Studio album by Nashville Pussy
- Released: 1998
- Genre: Hard rock, Southern rock
- Length: 27:16
- Label: The Enclave
- Producer: Kurt Bloch

Nashville Pussy chronology
|  | Let Them Eat Pussy (1998) | High As Hell (2000) |

= Let Them Eat Pussy =

Let Them Eat Pussy is the debut album by the American rock band Nashville Pussy, released in 1998. The album helped to create a fanbase for the band, and the song "Fried Chicken and Coffee" was nominated for a Grammy Award for "Best Metal Performance".

==Critical reception==

The Toronto Star deemed Let Them Eat Pussy a "raw, cranked-up and absolutely searing debut album."

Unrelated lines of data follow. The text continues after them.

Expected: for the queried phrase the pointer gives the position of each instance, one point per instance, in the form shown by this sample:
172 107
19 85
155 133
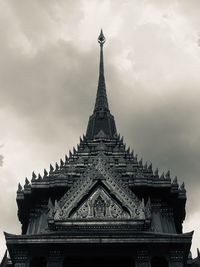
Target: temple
100 206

AllMusic, in a four-star review, said: "Let Them Eat Pussy is all about sleaze, and it's the sleaziest record in years."

Professional ratings
Review scores
| Source | Rating |
| AllMusic | Star |

==Track listing==
All songs written by Blaine Cartwright, except where noted.
1. "Snake Eyes" – 1:29
2. "Goin' Down" – 2:08
3. "Go Motherfucker Go" – 1:59
4. "I'm the Man" – 2:16
5. "All Fucked Up" – 1:51
6. "Johnny Hotrod" – 2:56
7. "5 Minutes to Live" – 2:19
8. "Somebody Shoot Me" – 2:09
9. "Blowin' Smoke" – 1:34
10. "First I Look at the Purse" (Smokey Robinson, Bobby Rogers) – 2:05
11. "Eat My Dust" – 1:50
12. "Fried Chicken and Coffee" – 4:26

==Eat More Pussy EP track listing==
1. "Kicked in the Teeth" – 3:25 (written by Angus Young, Malcolm Young and Bon Scott; originally performed by AC/DC)
2. "Nice Boys" – 2:47 (written by Gary Anderson, Peter Wells, Mick Cocks, Geordie Leach and Dallas Royall; originally performed by Rose Tattoo)
3. "Milk Cow Blues" – 3:07 (written and originally performed by Kokomo Arnold)
4. "Headin' for the Texas Border" – 2:58 (written by Cyril Jordan and Roy Loney; originally performed by The Flamin' Groovies)
5. "Sock It to Me Baby" – 2:24 (written by L. Russell Brown and Bob Crewe; originally performed by Mitch Ryder & The Detroit Wheels)
6. "(I'm) Misunderstood" – 2:35 (written by Chris Bailey and Ed Kuepper; originally performed by The Saints)

The Eat More Pussy EP was included in the UK as a bonus disc.